Ice Monitoring in Swiss Lakes from Optical Satellites and Webcams Using Machine Learning

Abstract

Continuous observation of climate indicators, such as trends in lake freezing, is important to understand the dynamics of the local and global climate system. Consequently, lake ice has been included among the Essential Climate Variables (ECVs) of the Global Climate Observing System (GCOS), and there is a need to set up operational monitoring capabilities. Multi-temporal satellite images and publicly available webcam streams are among the viable data sources capable of monitoring lake ice. In this work we investigate machine learning-based image analysis as a tool to determine the spatio-temporal extent of ice on Swiss Alpine lakes as well as the ice-on and ice-off dates, from both multispectral optical satellite images (VIIRS and MODIS) and RGB webcam images. We model lake ice monitoring as a pixel-wise semantic segmentation problem, i.e., each pixel on the lake surface is classified to obtain a spatially explicit map of ice cover.

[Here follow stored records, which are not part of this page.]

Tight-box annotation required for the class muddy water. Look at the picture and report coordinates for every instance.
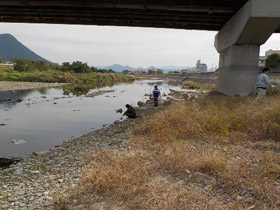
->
[0,80,180,158]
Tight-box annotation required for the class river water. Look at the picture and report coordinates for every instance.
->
[0,80,180,158]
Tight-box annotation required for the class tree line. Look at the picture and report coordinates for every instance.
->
[13,58,114,73]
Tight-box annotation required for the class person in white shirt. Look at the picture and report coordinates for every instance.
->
[255,68,275,100]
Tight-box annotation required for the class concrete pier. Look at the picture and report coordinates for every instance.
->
[215,0,280,96]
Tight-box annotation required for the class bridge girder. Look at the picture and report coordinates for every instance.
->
[0,0,255,31]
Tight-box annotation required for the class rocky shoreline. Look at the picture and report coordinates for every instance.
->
[0,97,164,210]
[0,81,68,92]
[0,86,208,210]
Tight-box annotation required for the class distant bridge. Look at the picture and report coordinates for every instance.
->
[0,0,280,95]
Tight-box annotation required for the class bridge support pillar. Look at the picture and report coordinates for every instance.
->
[215,0,280,96]
[217,45,260,96]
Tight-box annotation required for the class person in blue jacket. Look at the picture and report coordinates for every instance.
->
[153,85,160,106]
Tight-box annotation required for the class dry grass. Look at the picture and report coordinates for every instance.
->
[183,80,215,90]
[56,97,280,210]
[134,97,280,142]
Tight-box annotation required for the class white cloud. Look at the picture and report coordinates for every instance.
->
[0,23,280,67]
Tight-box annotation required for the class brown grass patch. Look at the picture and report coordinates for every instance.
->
[134,97,280,143]
[56,97,280,210]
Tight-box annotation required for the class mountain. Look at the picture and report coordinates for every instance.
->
[99,64,134,72]
[97,64,187,73]
[0,34,47,61]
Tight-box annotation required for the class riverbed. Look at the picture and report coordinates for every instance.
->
[0,80,180,158]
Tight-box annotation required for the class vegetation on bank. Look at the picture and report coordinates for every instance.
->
[57,94,280,210]
[183,80,214,90]
[0,59,134,86]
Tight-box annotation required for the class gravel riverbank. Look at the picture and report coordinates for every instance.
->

We show experimentally that the proposed system produces consistently good results when tested on data from multiple winters and lakes. Our satellite-based method obtains mean Intersection-over-Union (mIoU) scores > 93%, for both sensors. It also generalises well across lakes and winters with mIoU scores > 78% and >80% respectively. On average, our webcam approach achieves mIoU values of ≈87% and generalisation scores of ≈71% and ≈69% across different cameras and winters respectively. Additionally, we generate and make available a new benchmark dataset of webcam images (Photi-LakeIce) which includes data from two winters and three cameras.